Managing, measuring and reporting

In our view, impact measurement and management must be integrated throughout an entire investment process, and social and environmental results should be assessed and tracked across an entire investment cycle.

Company-level impact and ESG analysis should be conducted through desktop research, site visits, and discussions with MFI company management. 

This robust impact measurement and management system would enable Trill Impact's Microfinance strategy to select and lend to the MFIs with high potential for impact and to manage social and environmental results. 

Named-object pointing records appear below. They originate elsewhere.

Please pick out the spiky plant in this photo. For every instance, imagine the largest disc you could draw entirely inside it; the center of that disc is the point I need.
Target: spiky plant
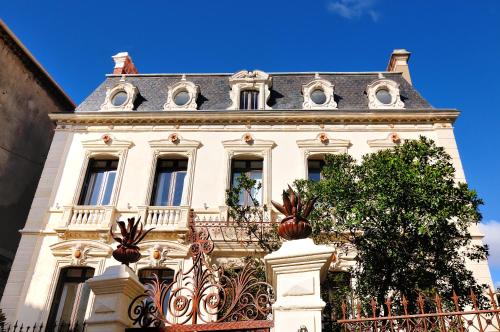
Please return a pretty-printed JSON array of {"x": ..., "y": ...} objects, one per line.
[
  {"x": 127, "y": 250},
  {"x": 293, "y": 207}
]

Our view on a diversified portfolio

A microfinance investment strategy applying a local currency, unhedged private debt may provide investors with exposure to less traditional countries and currencies, which can offer low correlation to other asset classes and attractive risk-adjusted returns. At the same time, financing in local currency may benefit borrowers by removing the burden of currency risk. 

Model

Regional Allocation

The portfolio construction process should start from a regional perspective. Events like droughts and other weather-related events can impact a whole region or continent negatively, the aim should therefore be to avoid excessive exposure to only one geography.

Model

Country and Currency Allocation

Factors like how well regulated the microfinance market in each country is, how mature the microfinance institutions are and finally, pricing versus risk, must be considered. This step helps envision how an ideal portfolio should be allocated, given country risk, currency risk, and pricing.

Model

Microfinance Institution Assessment

This step includes performing the assessment of the individual microfinance institution, where an analyze of credit worthiness as well as SDG alignment should be carried out, to obtain a full picture of the financial and impact potential of the investees.

Model

The double bottom-line for investors

The end result should provide exposure to a diverse set of microfinance institutions, targeting attractive returns while enabling individuals to build a business, or increase their household disposable income, in parts of the world where needed the most.